You may have a huge roster of Facebook friends, but that’s not going to help you if the fiscal cliff plunges the United States back into recession next year.
If your social network is made up of hundreds of people you haven’t had a real-life conversation with in years, you’re worse off if the economy tanks than people with just a handful of close friends.
Emoticon-based friendships aren’t strong enough to act as a safety net in an unstable economy, University of Virginia psychology professor Shigehiro Oishi wrote in “Optimal Social-Networking Strategy Is a Function of Socioeconomic Conditions,” a study published last month in the journal Psychological Science.
“In unfavorable economic conditions, under which individuals often need serious practical and material help from others, having a large number of friends might drain all of your time and resources,” he wrote. In other words, you’re not going to lend money to or offer to babysit for someone whose interaction with you largely consists of “Like" this post, and they wouldn’t do these things for you, either.
Using a computer model and a survey of nearly 250 people, Oishi and co-author Selin Kesebir of the London Business School found that investing in few, deep friendships is beneficial when money is tight and you have little chance of moving somewhere better.
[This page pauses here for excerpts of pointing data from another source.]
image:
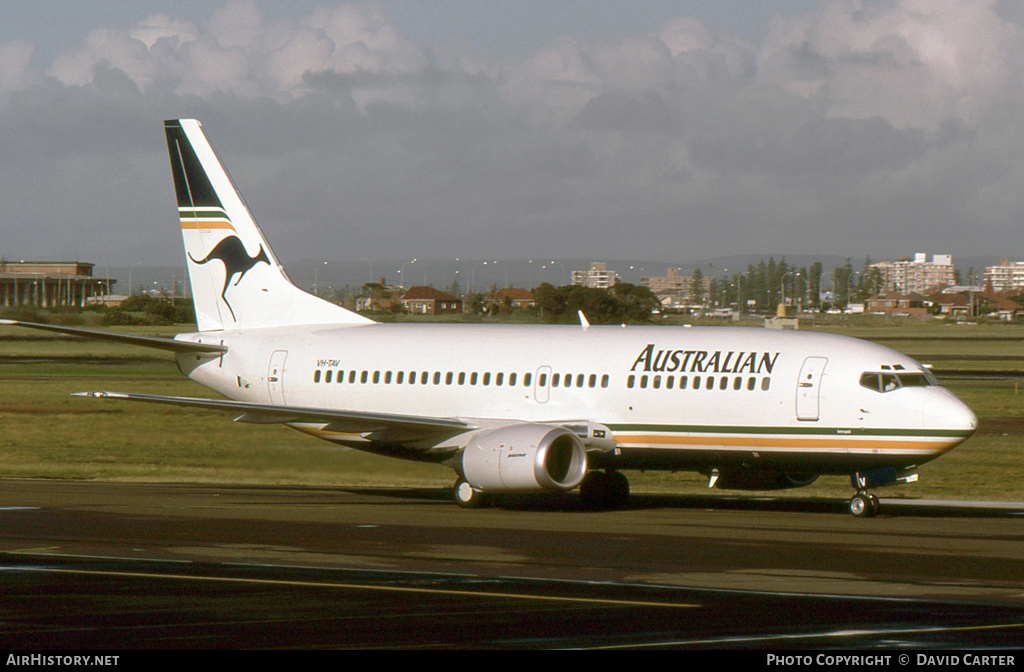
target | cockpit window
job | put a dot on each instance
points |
(886, 381)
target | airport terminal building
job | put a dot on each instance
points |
(49, 284)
In the survey, respondents rated their current sense of well-being and the nature of their social network, which Oishi and Kesebir compared to the income level and the degree of mobility in their zip code of residence. They found that people living in high-income environments, regardless of how often they move, benefit more from having loose ties with a lot of people. They also are better off with these shallow, broad networks when they move around a lot, whether in wealthy or poor situations.
In contrast, lower-income households that didn't move as often were happier with a small circle of close friends than with a large number of more superficial relationships.
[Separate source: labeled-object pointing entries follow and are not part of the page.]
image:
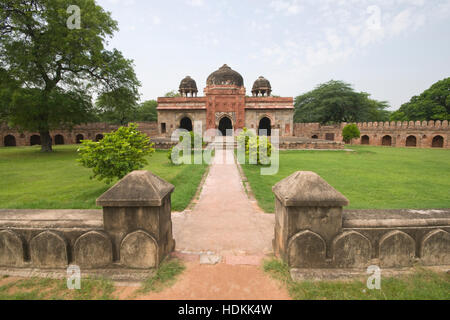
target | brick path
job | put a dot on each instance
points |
(224, 227)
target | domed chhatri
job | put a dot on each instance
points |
(188, 86)
(261, 86)
(225, 76)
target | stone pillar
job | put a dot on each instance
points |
(308, 216)
(137, 216)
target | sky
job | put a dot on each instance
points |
(392, 49)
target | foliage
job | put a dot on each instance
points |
(421, 284)
(335, 102)
(350, 131)
(253, 146)
(146, 111)
(55, 69)
(117, 154)
(191, 139)
(172, 94)
(118, 106)
(51, 289)
(366, 176)
(432, 104)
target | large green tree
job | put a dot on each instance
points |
(55, 65)
(432, 104)
(336, 101)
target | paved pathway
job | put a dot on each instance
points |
(236, 233)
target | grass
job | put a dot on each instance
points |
(370, 177)
(50, 289)
(422, 284)
(164, 277)
(30, 179)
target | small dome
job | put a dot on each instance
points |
(262, 86)
(188, 86)
(225, 76)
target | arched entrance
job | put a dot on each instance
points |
(186, 124)
(9, 141)
(438, 142)
(59, 139)
(265, 125)
(411, 141)
(365, 140)
(224, 125)
(35, 140)
(387, 141)
(78, 138)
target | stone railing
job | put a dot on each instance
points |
(135, 231)
(312, 231)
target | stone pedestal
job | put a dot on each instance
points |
(137, 217)
(308, 218)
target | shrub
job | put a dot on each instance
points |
(350, 131)
(117, 154)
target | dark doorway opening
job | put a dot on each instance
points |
(79, 137)
(365, 140)
(438, 142)
(387, 141)
(411, 141)
(35, 140)
(265, 125)
(224, 125)
(186, 124)
(10, 141)
(59, 139)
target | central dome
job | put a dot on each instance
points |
(225, 76)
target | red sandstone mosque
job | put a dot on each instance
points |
(226, 106)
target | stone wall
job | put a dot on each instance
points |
(313, 232)
(426, 134)
(134, 231)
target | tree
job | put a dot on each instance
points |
(350, 131)
(117, 154)
(335, 102)
(56, 69)
(432, 104)
(118, 106)
(147, 111)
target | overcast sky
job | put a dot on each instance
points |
(392, 49)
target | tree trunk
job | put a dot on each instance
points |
(46, 141)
Americans used to move roughly once every five years, but that has fallen to every nine years, said Jed Kolko, chief economist at Trulia.com. The rate of mobility had been dropping bit by bit since the 1980s, and it really took a hit when the economy went south.
“Mobility goes down when the economy does worse,” Kolko said. “When the economy’s in recession, people tend to move less. There are fewer jobs available for people to move to, and if home prices fall, people can go back underwater or be more underwater and be less likely to sell.”
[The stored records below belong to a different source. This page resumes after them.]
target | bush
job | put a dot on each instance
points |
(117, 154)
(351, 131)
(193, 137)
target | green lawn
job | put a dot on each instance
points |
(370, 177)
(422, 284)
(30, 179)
"If we fully go over the fiscal cliff, it’s likely to slow down or even reverse economic growth," Kolko said. When it comes to housing, "it would definitely slow down and possibly reverse. It would severely affect demand," he said, which means people are more likely to stay put.
Even the people who are moving these days are sticking closer to home, which presumably undercuts the benefit of a far-flung social network. Compared to a decade ago, the number of people who move but stay in the same town is roughly flat, but the number of people relocating across state lines has dropped by 35 percent.
“Having narrow, deep ties is more advantageous in residentially stable environments, particularly if crisis probability is high...," Oishi wrote. "In such a condition, investing in a small number of friends seems sensible and adaptive.” These hypothetical parameters would be reality if economists’ worst-case predictions for the fiscal cliff come true.